But Mr Wolfe countered: “The focus will be to drive growth. The focus is income maximisation, not wider social purposes.”
The second objection to the HDV concerned a lack of consultation.
Mr Bhose claimed by law there was no duty to seek residents’ views before the July decision and “nothing more could have arisen” after a consultation by the council’s watchdog overview and scrutiny committee (OSC).
He added “very full” consultations would take place before estates come up for redevelopment under the HDV.
But Mr Wolfe described this as a “Hobson’s choice” for residents between taking the HDV as set up or leaving their estates as they are.
The third grounds stated the council failed to assess the HDV’s impact on vulnerable people.
Haringey argued it complied with a legal duty to do so by considering the elderly, disabled and minorities in an equalities impact assessment mulled over by Cllr Claire Kober and other chiefs in November 2015.
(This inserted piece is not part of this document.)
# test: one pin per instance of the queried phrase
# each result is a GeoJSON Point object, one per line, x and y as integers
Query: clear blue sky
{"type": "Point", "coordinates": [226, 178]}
A February 2017 OSC report on how the HDV would be managed, highlighting “very significant risks” and a “fundamental democratic deficit”, was dismissed by cabinet.
Mr Bhose argued: “We struggle to understand which people sharing protected characteristics may be disadvantaged by the structure of the HDV.
“Existing residents and tenants have been kept informed about the HDV. There were no democratic deficiencies. There are no equality issues in this case.”
But Mr Wolfe read passages from Haringey’s own HDV documents – including one saying the HDV business plan prioritised a single move for tenants rather than a right of return to redeveloped homes – to argue his point there would be no protection for people in social housing.
Grounds four centred on whether or not the decision was one all Haringey councillors should have taken and not a “select few” cabinet members.
Mr Wolfe argued the decision to set up the HDV amounted to a plan to control the council’s borrowing, investment and spending so therefore a matter for full council.
Mr Bhose countered that cabinet made the July decision within limits imposed by councillors who agreed Haringey’s budget and financial plan in February.
The review result is not expected for some weeks.